En los caminos de mi infancia aún resuenan los «Ave María Purísima, sin pecado concebida» como inicio de las mañanas en la escuela, los meses de mayo dedicados a María, las procesiones, vía crucis, confesiones, aparte de bautizos, comuniones, bodas y funerales, donde la iglesia católica ejercía su control sobre la vida de todos nosotros. El acto de recuerdo a los fallecidos y a los que trabajaron activamente para ayudarnos en esta pandemia vírica merece toda nuestra atención y respeto. Fue una ceremonia llena de recuerdo y de fuerza, donde la liturgia no desentonó en absoluto de la tradicional y larga experiencia de la Iglesia en este tipo de actos. La sencillez, la pulcritud, la belleza y el contenido de todos los participantes hicieron saltar unas lágrimas de mis ojos mientras lo seguía por televisión. La Constitución española señala en su artículo 16,3 que ninguna confesión tendrá carácter estatal. Sin pronunciar la palabra «laico», el Estado deja vía libre para las diferentes prácticas religiosas pero no se adscribe a ninguna de ellas. El acto celebrado en Madrid es pues un buen ejemplo de que, independientemente que cada grupo religioso pueda recordar a los fallecidos mediante sus ceremonias habituales, el Gobierno de todos los españoles decidió hacerlo de una manera que inicia un excelente camino de «normalidad». Mis felicitaciones a todos los que participaron y nos representaron y mi reproche a los que decidieron abstenerse. Hacen falta más ceremonias civiles, a las ya cada vez más habituales en bodas y funerales, para recordarnos a todos que la religión es algo personal que puede compartirse pero nunca obligatoriamente. Soy de los que piensan que cada uno de los gobiernos de la democracia dejó al menos algo positivo, que ya queda entre nosotros como plenamente habitual.
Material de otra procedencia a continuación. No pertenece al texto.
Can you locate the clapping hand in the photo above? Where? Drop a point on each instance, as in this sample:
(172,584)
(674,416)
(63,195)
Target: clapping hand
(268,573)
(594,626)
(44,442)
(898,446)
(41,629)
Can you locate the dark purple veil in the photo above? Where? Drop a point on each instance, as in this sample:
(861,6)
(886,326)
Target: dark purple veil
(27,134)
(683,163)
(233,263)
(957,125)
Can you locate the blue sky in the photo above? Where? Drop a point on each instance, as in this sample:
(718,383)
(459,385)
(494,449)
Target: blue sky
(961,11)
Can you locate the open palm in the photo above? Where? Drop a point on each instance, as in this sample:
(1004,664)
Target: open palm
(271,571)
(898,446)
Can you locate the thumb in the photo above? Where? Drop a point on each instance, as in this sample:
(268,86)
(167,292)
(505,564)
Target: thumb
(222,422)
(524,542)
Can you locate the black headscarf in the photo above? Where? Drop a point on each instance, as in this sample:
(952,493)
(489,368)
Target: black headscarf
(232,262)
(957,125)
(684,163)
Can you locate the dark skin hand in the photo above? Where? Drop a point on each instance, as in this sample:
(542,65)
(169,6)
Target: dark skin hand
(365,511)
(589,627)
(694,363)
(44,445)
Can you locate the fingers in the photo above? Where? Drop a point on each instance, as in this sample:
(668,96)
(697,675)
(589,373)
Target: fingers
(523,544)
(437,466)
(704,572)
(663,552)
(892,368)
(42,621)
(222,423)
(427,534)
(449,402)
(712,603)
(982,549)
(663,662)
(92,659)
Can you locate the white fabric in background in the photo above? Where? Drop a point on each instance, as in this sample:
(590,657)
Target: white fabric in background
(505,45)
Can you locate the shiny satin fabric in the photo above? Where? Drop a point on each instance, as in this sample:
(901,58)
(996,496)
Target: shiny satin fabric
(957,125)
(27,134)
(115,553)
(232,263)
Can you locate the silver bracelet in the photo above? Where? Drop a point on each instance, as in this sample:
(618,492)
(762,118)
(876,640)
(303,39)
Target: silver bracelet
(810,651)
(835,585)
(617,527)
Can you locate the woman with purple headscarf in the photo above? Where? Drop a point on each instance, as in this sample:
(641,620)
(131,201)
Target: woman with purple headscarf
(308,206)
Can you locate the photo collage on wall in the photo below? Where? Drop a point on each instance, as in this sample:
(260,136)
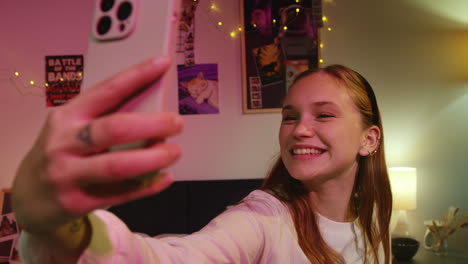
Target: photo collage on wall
(280,41)
(198,90)
(9,231)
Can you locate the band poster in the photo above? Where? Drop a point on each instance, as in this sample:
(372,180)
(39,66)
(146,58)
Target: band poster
(280,40)
(64,75)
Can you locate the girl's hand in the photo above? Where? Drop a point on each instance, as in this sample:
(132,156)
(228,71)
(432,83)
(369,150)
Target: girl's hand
(69,171)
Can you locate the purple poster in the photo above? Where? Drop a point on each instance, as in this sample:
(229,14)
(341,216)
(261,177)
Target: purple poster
(198,89)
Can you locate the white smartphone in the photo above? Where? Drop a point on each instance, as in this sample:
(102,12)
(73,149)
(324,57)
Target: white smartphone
(126,32)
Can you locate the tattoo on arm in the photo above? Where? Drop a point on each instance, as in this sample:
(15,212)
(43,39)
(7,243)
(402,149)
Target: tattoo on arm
(85,135)
(76,225)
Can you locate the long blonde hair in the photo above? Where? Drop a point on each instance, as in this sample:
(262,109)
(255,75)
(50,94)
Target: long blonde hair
(372,197)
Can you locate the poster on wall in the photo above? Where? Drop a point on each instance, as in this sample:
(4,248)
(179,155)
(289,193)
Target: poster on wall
(64,75)
(280,40)
(198,89)
(9,230)
(186,37)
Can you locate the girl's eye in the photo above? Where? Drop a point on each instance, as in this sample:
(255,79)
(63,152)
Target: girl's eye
(324,116)
(288,118)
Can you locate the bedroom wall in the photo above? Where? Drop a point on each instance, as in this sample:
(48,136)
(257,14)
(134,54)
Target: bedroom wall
(413,52)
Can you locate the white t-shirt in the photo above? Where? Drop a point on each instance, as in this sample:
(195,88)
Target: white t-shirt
(258,230)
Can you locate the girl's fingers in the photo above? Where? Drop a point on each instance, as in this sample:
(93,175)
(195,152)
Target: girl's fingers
(116,166)
(120,128)
(108,95)
(104,195)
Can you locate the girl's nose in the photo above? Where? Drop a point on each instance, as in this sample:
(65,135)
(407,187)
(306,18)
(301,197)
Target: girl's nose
(302,130)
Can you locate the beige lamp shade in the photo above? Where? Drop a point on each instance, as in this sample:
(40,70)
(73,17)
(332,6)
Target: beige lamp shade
(403,182)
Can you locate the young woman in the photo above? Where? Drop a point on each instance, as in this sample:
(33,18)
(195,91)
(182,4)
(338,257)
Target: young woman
(327,199)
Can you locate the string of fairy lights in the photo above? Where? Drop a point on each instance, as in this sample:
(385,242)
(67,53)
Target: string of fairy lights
(26,86)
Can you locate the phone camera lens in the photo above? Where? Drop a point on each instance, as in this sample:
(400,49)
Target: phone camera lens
(104,25)
(124,11)
(106,5)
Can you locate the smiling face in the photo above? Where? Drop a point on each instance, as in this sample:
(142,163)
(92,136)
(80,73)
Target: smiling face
(322,132)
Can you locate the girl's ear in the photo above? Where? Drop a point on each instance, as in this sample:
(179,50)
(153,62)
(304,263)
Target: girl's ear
(370,141)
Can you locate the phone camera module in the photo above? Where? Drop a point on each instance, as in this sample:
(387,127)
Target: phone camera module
(124,11)
(104,25)
(107,5)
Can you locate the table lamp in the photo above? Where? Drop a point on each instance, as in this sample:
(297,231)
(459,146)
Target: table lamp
(403,183)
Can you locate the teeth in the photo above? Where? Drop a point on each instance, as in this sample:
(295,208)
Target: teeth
(303,151)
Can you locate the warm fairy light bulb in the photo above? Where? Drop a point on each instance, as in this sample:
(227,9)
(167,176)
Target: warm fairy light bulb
(213,7)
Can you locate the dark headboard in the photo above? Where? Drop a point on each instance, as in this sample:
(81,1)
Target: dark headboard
(185,207)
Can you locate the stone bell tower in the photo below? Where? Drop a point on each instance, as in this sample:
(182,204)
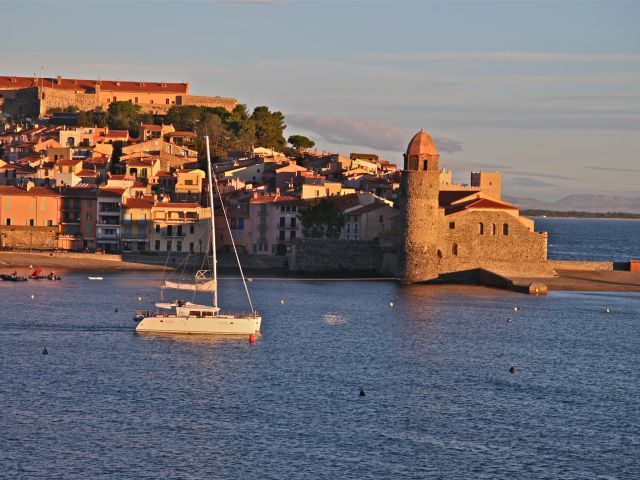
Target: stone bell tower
(419,190)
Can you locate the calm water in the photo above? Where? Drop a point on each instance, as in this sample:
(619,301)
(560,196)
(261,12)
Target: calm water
(591,239)
(107,403)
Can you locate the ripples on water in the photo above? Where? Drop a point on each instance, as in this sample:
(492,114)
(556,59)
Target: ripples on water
(591,239)
(440,403)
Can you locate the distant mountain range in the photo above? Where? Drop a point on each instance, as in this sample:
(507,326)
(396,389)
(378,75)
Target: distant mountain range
(580,203)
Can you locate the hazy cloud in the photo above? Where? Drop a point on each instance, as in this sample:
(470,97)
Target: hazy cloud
(528,57)
(350,131)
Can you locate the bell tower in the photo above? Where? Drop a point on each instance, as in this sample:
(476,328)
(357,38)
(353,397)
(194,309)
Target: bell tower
(419,191)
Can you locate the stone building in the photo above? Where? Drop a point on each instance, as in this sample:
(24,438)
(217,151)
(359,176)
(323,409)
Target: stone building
(34,96)
(454,231)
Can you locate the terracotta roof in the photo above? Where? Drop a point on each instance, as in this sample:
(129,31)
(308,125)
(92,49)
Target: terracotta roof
(9,82)
(34,191)
(138,203)
(277,199)
(181,134)
(365,209)
(449,197)
(112,191)
(422,143)
(480,203)
(176,205)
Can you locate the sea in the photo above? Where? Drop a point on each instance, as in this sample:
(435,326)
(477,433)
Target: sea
(433,361)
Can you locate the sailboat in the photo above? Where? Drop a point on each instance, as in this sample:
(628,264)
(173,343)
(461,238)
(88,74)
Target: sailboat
(192,318)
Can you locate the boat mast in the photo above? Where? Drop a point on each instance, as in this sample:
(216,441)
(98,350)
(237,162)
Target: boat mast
(213,226)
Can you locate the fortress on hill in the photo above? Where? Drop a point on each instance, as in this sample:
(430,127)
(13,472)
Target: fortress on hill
(447,231)
(34,96)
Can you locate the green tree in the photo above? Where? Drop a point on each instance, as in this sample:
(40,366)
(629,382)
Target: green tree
(269,128)
(323,219)
(300,142)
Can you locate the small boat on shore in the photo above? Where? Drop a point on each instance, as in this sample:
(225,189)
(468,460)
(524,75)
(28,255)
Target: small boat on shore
(13,277)
(38,274)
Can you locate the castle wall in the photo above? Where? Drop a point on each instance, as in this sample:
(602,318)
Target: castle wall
(514,251)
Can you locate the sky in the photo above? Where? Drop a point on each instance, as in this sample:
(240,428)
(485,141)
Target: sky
(546,92)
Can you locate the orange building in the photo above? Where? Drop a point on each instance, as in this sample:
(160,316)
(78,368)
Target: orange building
(30,206)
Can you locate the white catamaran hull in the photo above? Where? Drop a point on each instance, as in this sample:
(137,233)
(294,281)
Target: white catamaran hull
(218,325)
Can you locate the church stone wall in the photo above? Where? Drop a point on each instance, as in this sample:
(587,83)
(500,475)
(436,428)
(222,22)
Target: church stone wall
(420,224)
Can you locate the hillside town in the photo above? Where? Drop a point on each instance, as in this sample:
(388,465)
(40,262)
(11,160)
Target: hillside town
(142,189)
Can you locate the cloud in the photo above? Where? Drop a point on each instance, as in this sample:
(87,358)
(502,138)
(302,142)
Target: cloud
(612,169)
(351,131)
(510,57)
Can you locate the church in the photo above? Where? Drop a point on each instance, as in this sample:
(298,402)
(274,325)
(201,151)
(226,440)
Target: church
(450,230)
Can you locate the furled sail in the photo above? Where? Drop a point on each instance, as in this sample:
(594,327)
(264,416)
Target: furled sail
(207,286)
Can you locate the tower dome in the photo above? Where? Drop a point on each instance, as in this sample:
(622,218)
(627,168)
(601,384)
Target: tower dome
(422,144)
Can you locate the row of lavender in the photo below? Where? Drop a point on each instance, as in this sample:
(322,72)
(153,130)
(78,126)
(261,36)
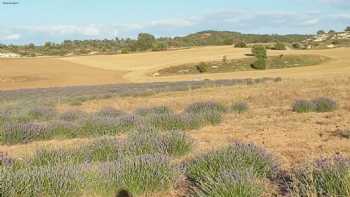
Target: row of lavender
(145,164)
(44,123)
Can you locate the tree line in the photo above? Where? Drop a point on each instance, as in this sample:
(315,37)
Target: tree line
(144,42)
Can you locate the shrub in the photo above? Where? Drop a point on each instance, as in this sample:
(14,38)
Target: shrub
(344,133)
(317,105)
(238,159)
(13,133)
(139,175)
(259,64)
(260,53)
(110,112)
(325,177)
(72,115)
(172,143)
(42,113)
(5,160)
(240,44)
(202,67)
(279,46)
(239,107)
(227,184)
(324,104)
(100,150)
(41,181)
(201,107)
(165,122)
(303,106)
(153,110)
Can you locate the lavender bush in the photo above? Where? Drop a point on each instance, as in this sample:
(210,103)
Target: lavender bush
(140,175)
(324,177)
(237,158)
(42,181)
(13,133)
(173,143)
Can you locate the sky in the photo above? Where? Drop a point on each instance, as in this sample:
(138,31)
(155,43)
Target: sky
(38,21)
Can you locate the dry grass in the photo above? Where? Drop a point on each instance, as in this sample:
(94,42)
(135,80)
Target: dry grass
(105,69)
(51,72)
(270,121)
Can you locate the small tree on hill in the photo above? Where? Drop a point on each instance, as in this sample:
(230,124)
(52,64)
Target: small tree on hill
(260,53)
(145,41)
(240,44)
(320,32)
(279,46)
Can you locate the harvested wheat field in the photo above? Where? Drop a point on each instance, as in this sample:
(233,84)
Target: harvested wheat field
(272,126)
(109,69)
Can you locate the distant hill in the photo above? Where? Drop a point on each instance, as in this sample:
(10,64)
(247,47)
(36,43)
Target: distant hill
(145,42)
(226,38)
(328,40)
Algunos de estos hechos tienen una gran trascendencia social, como la ley del divorcio (Calvo Sotelo), la despenalización del aborto (González) o el matrimonio entre personas del mismo sexo (Rodríguez Zapatero). Como nos recuerda el físico danés Niels Bohr, muchas veces es necesario que pasen una o dos generaciones desde la introducción de un cambio, para que el hecho forme parte de la rutina diaria y nadie recuerde como era posible que aquello no existiera. Tal es lo que espero que pase con la ceremonia civil de la que nos hacemos eco. La llama purificadora del fuego, símbolo que se utilizó durante el acto mencionado, junto a la pureza de las rosas blancas, cuyo perfume llegó a todos los hogares, son un buen ejemplo para recordar. Fuego que hay que preservar como ocurría en la época más primitiva. Fuego que incinera nuestros cuerpos pero preserva el espíritu, que trasciende a los que nos siguen. Fuego que deja de ser maléfico para transformarse en fuerza motora, para ayudarnos a salir del mal momento.
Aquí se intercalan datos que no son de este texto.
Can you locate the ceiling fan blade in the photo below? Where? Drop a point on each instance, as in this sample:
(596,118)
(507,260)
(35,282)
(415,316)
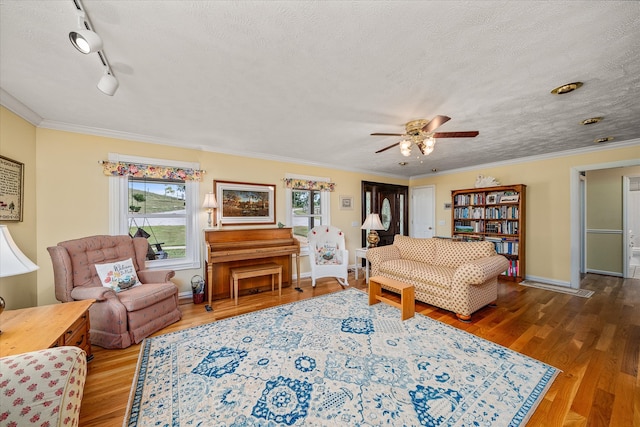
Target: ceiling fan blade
(469,134)
(435,123)
(386,148)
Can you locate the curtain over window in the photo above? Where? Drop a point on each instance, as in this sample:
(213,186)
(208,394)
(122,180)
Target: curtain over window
(138,170)
(305,184)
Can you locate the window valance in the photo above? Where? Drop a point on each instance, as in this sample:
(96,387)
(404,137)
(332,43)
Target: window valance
(304,184)
(150,171)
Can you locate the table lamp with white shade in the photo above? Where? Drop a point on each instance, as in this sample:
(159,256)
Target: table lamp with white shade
(210,204)
(12,260)
(372,223)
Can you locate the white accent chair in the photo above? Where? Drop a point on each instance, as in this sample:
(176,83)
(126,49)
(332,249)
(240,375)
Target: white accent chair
(328,254)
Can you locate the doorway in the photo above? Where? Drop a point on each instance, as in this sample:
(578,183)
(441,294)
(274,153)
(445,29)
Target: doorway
(423,211)
(631,212)
(390,201)
(576,200)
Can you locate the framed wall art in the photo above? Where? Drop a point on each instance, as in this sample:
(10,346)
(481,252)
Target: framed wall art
(346,202)
(11,189)
(245,203)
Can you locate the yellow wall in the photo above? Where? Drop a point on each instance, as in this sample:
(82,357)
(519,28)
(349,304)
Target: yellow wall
(18,142)
(604,217)
(74,194)
(548,204)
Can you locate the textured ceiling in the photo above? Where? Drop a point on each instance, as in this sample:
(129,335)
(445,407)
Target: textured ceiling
(309,81)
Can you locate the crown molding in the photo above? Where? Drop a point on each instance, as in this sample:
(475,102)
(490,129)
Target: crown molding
(86,130)
(12,104)
(554,155)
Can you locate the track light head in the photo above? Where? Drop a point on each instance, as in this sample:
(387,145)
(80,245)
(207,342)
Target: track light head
(108,84)
(86,41)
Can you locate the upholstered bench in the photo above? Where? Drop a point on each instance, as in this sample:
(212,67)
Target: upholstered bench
(407,304)
(237,273)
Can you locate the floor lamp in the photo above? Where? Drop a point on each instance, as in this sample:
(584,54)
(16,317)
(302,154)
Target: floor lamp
(12,261)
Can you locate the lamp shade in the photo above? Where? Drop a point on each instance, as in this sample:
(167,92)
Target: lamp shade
(372,222)
(12,260)
(210,201)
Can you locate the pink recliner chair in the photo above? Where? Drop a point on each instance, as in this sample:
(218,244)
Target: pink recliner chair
(117,319)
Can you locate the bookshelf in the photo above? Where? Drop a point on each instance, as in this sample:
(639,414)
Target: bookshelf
(495,214)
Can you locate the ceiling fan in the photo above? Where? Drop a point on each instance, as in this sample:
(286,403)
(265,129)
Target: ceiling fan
(421,133)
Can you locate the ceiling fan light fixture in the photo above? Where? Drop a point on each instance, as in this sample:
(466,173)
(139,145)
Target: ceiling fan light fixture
(566,88)
(591,120)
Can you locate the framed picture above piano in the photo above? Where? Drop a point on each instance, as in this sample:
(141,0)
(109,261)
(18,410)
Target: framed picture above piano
(245,203)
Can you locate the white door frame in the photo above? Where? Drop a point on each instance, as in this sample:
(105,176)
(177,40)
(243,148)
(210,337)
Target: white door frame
(576,198)
(412,210)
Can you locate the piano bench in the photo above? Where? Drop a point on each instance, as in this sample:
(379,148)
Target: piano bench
(249,271)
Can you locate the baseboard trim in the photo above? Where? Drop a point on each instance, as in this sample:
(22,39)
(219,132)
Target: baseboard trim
(548,281)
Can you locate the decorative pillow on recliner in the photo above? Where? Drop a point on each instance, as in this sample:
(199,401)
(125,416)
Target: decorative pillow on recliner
(119,275)
(328,254)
Y la palabra. Siempre ajustada, reconfortante, sincera, que sale de quienes sufrieron, de quienes trabajaron en la trinchera y de quienes nos representan ante el mundo. Sin olvidar la belleza del silencio hablado de Octavio Paz. A todos ellos, muchas gracias por participar en un acto que va más allá del momento y que espero sea un ejemplo para el futuro. ¡Ya era hora!